Coffee may be more famous for being a drink that perks you up whether in the morning, mid-afternoon or in the evening. But medical experts have found more benefits to drinking coffee other than what most people know of.
For one thing, it also helps promote a healthy weight. Medical researcher Chris Kilham who’s also an author and founder of Medicine Hunter Inc. said that drinking coffee after a meal aids in digestion. This means coffee helps the body slowly process the meal you just consumed.
Cornell University professional of nutritional science David Levitsky also agreed saying that caffeine lowers the rate at which the stomach dumps consumed food into the duodenum where digestion occurs. He added that coffee helps increase the body’s metabolism as well.
If you’re the type of person who frequent suffers from hunger pangs while on a diet, drinking coffee can help control your appetite. Whether you choose the caffeinated or the decaffeinated one, the effect is the same, according to Precision Nutrition’s Jennifer Kosio.
To be the on the safe side, though, a decaf coffee would do you good in controlling your hunger.
To better understand how coffee suppresses a person’s appetite, the Mayo Clinic explains that it is through the results of water loss from caffeine consumption or calorie-burning. The process is known as thermogenesis which occurs when the body generates heat and energy from digesting food. However, the result is only temporary.
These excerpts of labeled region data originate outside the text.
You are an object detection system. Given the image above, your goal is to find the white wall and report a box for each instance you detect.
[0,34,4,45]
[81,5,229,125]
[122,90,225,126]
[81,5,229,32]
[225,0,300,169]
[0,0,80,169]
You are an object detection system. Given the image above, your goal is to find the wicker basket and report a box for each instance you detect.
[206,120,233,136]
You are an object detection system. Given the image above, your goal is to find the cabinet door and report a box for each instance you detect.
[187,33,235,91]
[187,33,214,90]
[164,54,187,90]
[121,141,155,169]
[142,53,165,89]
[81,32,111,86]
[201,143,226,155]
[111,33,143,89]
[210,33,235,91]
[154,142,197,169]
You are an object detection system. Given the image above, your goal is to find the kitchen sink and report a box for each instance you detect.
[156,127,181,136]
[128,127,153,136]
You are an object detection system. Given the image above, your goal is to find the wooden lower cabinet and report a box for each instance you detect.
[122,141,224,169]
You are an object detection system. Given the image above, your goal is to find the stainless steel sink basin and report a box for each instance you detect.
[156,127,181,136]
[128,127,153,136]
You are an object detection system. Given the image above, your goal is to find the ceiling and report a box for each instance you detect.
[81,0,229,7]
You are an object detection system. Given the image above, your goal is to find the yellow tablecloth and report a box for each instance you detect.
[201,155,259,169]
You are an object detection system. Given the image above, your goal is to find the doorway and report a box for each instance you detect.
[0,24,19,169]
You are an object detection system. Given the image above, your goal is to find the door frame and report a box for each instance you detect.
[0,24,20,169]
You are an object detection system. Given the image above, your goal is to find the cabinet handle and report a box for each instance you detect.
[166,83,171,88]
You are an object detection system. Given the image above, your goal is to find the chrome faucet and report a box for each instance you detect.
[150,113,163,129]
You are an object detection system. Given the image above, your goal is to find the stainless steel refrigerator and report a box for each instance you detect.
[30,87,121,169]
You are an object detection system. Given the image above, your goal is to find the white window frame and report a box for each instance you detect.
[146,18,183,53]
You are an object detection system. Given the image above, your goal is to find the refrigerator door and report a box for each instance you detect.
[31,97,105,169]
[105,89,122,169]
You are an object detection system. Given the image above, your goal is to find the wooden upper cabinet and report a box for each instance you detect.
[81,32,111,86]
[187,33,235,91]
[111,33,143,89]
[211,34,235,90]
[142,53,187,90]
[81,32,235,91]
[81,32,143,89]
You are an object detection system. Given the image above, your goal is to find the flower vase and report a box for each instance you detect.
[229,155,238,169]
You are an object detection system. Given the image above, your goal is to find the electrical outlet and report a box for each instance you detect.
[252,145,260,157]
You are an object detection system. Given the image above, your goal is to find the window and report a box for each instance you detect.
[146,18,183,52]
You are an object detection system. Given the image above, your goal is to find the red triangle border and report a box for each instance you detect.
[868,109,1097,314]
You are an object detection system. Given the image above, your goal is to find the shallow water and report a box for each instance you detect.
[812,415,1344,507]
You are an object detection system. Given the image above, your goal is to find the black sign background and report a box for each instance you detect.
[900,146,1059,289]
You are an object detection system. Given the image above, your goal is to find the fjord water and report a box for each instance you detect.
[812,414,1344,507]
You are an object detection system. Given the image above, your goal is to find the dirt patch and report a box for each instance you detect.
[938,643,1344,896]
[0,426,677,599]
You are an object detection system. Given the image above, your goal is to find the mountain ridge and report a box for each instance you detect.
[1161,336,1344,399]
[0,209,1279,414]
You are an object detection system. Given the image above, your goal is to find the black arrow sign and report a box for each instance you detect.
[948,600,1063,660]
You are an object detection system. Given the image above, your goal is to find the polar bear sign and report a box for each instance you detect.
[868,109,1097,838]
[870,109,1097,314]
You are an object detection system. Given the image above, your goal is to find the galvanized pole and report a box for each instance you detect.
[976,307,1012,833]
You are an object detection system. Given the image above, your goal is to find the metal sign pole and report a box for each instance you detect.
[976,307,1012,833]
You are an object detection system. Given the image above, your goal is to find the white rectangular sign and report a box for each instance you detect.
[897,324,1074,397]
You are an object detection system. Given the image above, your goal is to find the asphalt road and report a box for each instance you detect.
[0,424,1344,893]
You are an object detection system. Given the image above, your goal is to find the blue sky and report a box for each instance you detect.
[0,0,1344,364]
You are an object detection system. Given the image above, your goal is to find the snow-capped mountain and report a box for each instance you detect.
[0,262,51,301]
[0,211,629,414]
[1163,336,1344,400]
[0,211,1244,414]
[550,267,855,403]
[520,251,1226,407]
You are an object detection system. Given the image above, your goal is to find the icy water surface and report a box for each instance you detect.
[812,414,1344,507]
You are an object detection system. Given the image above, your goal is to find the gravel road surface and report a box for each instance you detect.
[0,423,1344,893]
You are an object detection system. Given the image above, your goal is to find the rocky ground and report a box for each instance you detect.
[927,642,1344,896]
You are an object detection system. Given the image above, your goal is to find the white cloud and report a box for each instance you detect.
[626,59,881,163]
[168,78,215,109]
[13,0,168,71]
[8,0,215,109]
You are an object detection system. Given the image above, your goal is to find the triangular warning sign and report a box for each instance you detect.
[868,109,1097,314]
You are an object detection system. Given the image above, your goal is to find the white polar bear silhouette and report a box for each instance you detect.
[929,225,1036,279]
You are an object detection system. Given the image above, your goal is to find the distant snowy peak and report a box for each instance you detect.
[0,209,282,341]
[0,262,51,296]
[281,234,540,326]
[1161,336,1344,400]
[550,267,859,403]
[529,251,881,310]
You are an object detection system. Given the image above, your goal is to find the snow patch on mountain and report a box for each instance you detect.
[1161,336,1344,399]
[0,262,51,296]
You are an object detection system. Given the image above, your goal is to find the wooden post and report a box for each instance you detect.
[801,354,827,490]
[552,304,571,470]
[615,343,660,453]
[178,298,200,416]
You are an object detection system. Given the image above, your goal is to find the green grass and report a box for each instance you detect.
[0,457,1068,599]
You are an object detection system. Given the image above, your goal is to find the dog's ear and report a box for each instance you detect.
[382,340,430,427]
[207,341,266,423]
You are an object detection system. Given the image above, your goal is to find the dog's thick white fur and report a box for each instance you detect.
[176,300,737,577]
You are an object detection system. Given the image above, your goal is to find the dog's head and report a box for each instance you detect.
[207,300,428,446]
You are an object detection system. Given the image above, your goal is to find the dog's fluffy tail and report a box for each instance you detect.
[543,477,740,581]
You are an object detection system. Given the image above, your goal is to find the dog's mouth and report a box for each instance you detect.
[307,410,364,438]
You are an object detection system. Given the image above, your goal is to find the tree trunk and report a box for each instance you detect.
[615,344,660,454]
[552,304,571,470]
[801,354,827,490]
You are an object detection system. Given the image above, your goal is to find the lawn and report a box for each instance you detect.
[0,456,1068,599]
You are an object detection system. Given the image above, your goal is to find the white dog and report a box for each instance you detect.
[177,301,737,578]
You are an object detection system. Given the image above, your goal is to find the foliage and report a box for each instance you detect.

When a person engages in exercise, caffeine can help in different ways. It may increase the release of free fatty acids in the bloodstream which enables you to work harder on your exercise and do it longer.
Caffeine can also boost your energy and help you focus morer on your training session. This is because your natural neurotransmitters such as serotonin, dopamine and acetylcholine are functioning well during this time. Additionally, adrenaline is released thereby pumping more blood flow to your muscles.
Interestingly, contrary to what many people believe, coffee is not addictive. Medical experts are one in saying that caffeine is only a mild stimulant and even the World Health Organization has said that it should not be compared to drug addiction. University of California director of sports nutrition Dr. Liz Applegate pointed out that frequent coffee drinkers such as those that drink up to six small cups of coffee daily) may feel irritable and experience fatigue if they lower their coffee consumption but they can resolve themselves after a few days.
Just make sure to avoid sugar in your coffee. Choose a regular black coffee or espresso which is free from calories. Coffee drinks that contain sugar or those containing cream, whole milk and syrup, can contain a lot of calories. As an example, a large mocha can contain between 400 and 580 calories compared to an iced cappuccino with syrup that can only have over 600.